Les personnages : Silvano et Grace, avec leurs descendants, fuyant les exactions. Le lieu : l’Afrique de l’Ouest, principalement le Ghana et le Togo, mais aussi l’énigmatique Côte d’Ivoire. Pourquoi ces faits posés immédiatement ? Car ce roman envoûtant n’a rien d’une histoire simple à suivre.
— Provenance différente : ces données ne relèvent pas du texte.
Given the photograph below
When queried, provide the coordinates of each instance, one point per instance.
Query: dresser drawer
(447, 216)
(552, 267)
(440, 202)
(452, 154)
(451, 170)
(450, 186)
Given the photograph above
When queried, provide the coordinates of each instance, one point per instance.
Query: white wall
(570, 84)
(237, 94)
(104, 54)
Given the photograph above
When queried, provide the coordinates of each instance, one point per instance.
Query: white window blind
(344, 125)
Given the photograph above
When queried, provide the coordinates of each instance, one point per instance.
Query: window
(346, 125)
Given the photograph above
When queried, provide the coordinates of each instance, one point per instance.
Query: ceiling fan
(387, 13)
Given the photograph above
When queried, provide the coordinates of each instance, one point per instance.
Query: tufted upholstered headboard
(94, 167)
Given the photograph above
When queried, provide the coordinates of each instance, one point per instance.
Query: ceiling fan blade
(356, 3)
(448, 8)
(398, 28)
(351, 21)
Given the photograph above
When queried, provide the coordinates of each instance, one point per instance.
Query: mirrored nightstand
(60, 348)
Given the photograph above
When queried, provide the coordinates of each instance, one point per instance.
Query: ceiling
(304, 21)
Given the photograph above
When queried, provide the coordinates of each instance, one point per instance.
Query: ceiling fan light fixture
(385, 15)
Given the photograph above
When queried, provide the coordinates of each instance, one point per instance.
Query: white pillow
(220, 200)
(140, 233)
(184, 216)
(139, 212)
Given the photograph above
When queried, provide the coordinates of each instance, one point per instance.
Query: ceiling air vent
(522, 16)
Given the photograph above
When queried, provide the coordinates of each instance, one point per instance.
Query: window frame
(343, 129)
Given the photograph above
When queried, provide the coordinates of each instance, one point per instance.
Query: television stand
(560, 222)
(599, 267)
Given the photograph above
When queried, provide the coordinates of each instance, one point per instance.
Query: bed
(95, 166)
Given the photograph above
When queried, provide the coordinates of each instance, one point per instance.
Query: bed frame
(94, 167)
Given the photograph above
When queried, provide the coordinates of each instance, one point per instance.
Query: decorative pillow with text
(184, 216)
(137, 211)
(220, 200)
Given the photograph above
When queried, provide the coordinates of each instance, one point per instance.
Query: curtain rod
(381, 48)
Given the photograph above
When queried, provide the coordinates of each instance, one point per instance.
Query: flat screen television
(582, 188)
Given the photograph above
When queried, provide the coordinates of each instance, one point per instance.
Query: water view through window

Écriture elliptique, onirique, distinction brumeuse entre le rêve et la réalité, allusion aux mythes ; le roman n’en décrit pas moins la réalité africaine d’aujourd’hui et de demain.
Composé de courts chapitres qui sont des réflexions sur l’Afrique profonde, réelle, sur l’exil souvent fossoyeur d’espoirs, les enfants de la rue, l’abomination de la politique et ses dérives identitaires, la ruée vers l’argent facile, l’hypocrisie des dirigeants et l’avarice de leurs proches ainsi que la solidarité familiale qui est la seule qui reste, Cantique de l’acaciaest un roman d’une ironie flirtant avec la cruauté, difficile mais prenant.
On reprend ici des passages pas moins que géniaux.
Ainsi une description juste de l’Afrique en mode survivance : « Dans ces quartiers où coulaient à flots la marchandise et l’argent de la marchandise, la frénésie du gain n’ouvrait que trois voies à la jeunesse ambitieuse : voleur, gendarme ou commerçant ».
Sur l’exclusion : « […] on devient cynique et vengeur par sentiment d’exclusion ».
Sur la vie d’aujourd’hui : « La nouvelle ère, l’ère moderne, sera celle de l’homme impatient. Et toute inaptitude à l’impatience sera marque d’une tare ».
Sur la mémoire : « Tout événement vient au monde par deux chemins : le chemin de l’aller qui est celui des faits, et le chemin du retour, où les faits se transforment en récits, chansons, paraboles, blagues, contes, devinettes, proverbes, mythes, prophéties ».
On prend une pause pour absorber le propos, mais on y revient. Sans regret.